On April 1, Microsoft experienced a massive outage across most of its services, which were rooted in DNS issues with Azure. Now, the company has released a more detailed status update explaining what caused Azure to fail to respond to queries (via ZDNet).
According to the update on the Azure status history page, there was an unusual surge in Azure DNS queries from all over the world, which Azure's systems are designed to mitigate through "layers of caches and traffic shaping". However, a specific series of events exposed an error in the code for Azure's DNS service, which made it less efficient.
Things only got worse as clients faced errors because subsequent DNS retries only resulted in more traffic piling up. Microsoft has systems in place that would usually drop illegitimate DNS queries that cause volumetric spikes like this, but because many of the queries were retries, they were considered legitimate.

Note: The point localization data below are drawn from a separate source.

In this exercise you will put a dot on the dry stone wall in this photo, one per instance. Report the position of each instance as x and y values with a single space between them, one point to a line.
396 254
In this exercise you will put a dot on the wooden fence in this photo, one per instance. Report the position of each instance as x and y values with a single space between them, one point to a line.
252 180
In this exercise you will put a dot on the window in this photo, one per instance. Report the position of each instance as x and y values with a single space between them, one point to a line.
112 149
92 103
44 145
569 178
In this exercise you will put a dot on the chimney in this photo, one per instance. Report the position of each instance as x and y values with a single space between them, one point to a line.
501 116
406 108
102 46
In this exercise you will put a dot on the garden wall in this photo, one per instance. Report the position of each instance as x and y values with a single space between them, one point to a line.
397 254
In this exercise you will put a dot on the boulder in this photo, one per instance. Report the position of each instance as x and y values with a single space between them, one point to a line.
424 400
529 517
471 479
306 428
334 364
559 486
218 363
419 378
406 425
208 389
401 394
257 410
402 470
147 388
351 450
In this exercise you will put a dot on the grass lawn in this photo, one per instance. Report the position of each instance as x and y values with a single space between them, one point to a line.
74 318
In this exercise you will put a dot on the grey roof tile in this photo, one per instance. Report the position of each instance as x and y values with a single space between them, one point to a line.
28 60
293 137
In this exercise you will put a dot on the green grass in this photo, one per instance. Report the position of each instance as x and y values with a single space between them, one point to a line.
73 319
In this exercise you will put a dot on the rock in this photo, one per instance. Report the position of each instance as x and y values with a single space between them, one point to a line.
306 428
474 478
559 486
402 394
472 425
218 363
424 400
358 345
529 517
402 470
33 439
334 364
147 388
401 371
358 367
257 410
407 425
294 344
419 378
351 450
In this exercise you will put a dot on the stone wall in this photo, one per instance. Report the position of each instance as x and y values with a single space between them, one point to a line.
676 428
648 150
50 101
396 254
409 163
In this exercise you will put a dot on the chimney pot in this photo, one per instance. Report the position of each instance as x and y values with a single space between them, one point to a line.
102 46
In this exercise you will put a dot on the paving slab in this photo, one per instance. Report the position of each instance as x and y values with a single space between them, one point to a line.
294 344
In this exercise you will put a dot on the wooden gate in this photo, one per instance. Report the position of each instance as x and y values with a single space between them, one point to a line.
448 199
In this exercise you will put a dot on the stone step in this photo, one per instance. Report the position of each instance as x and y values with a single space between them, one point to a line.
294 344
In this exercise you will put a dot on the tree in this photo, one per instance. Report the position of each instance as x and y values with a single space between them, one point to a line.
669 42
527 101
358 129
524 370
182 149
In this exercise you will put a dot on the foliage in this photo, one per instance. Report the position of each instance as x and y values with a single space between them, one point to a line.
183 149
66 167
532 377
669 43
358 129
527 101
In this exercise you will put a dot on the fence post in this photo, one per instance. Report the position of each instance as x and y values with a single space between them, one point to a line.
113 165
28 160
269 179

As such, the DNS services became unavailable after some time.
Microsoft says the issues started at 9:21PM UTC and by 10:00PM, Azure services themselves had been fixed, with additional capacity also being prepared if further mitigation was needed. However, this time exceeded Microsoft's goal for fixing problems like this. Many Microsoft services depend on Azure and recovery times were different for each of them, but by 10:30PM, most services were back online.
Following the outage, Microsoft says it updated the logic on its mitigation systems to prevent excessive retries, and it will continue working to improve the detection and mitigation of volumetric spikes in traffic. Naturally, the DNS code defect was also fixed, so hopefully, accidents like this won't happen anytime soon.